Understanding and controlling the efficiency of Au(24)M(SR)(18) nanoclusters as singlet-oxygen photosensitizers

Singlet oxygen, (1)O(2), can be generated by molecules that upon photoexcitation enable the (3)O(2) → (1)O(2) transition. We used a series of atomically precise Au(24)M(SR)(18) clusters, with different R groups and doping metal atoms M. Upon nanosecond photoexcitation of the cluster, (1)O(2) was efficiently generated. Detection was carried out by time-resolved electron paramagnetic resonance (TREPR) spectroscopy. The resulting TREPR transient yielded the (1)O(2) lifetime as a function of the nature of the cluster.

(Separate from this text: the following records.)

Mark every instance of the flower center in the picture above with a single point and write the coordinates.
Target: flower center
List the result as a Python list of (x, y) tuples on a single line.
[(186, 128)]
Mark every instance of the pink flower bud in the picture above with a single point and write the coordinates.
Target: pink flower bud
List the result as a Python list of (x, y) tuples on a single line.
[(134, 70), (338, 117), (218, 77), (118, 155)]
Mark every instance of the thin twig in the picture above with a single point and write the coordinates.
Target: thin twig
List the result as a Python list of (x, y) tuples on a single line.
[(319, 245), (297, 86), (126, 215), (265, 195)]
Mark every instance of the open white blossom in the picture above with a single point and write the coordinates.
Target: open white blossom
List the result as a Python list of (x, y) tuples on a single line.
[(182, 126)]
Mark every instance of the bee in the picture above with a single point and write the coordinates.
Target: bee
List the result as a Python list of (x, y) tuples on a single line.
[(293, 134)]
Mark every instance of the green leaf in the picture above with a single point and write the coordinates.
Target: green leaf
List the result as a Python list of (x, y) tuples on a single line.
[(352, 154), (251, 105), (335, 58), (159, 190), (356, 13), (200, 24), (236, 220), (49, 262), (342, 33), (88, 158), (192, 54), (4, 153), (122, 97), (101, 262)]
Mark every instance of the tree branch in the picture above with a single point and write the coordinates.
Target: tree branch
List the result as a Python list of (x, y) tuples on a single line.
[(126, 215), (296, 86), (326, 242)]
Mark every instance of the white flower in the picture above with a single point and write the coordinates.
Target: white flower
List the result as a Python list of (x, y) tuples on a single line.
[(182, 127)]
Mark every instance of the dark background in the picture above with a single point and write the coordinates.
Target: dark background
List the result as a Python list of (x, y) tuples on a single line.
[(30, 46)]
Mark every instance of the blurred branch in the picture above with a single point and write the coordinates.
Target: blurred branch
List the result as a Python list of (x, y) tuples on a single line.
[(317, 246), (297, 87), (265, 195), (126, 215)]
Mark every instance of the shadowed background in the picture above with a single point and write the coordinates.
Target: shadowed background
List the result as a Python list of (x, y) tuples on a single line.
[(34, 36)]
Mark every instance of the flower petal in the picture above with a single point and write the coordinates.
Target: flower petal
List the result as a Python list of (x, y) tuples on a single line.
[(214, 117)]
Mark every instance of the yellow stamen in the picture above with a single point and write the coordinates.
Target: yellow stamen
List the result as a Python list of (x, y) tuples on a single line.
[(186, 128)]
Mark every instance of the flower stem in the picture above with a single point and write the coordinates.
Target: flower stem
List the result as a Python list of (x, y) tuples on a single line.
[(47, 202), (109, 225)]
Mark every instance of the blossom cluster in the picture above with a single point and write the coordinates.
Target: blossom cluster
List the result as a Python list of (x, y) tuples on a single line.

We found that: these clusters indeed generate (1)O(2) by forming a triplet state; a more positive oxidation potential of the molecular cluster corresponds to a longer (1)O(2) lifetime; proper design of the cluster yields results analogous to those of a well-known reference photosensitizer, although more effectively. Comprehensive kinetic analysis provided important insights into the mechanism and driving-force dependence of the quenching of (1)O(2) by gold nanoclusters. Understanding on a molecular basis why these molecules may perform so well in (1)O(2) photosensitization is instrumental to controlling their performance.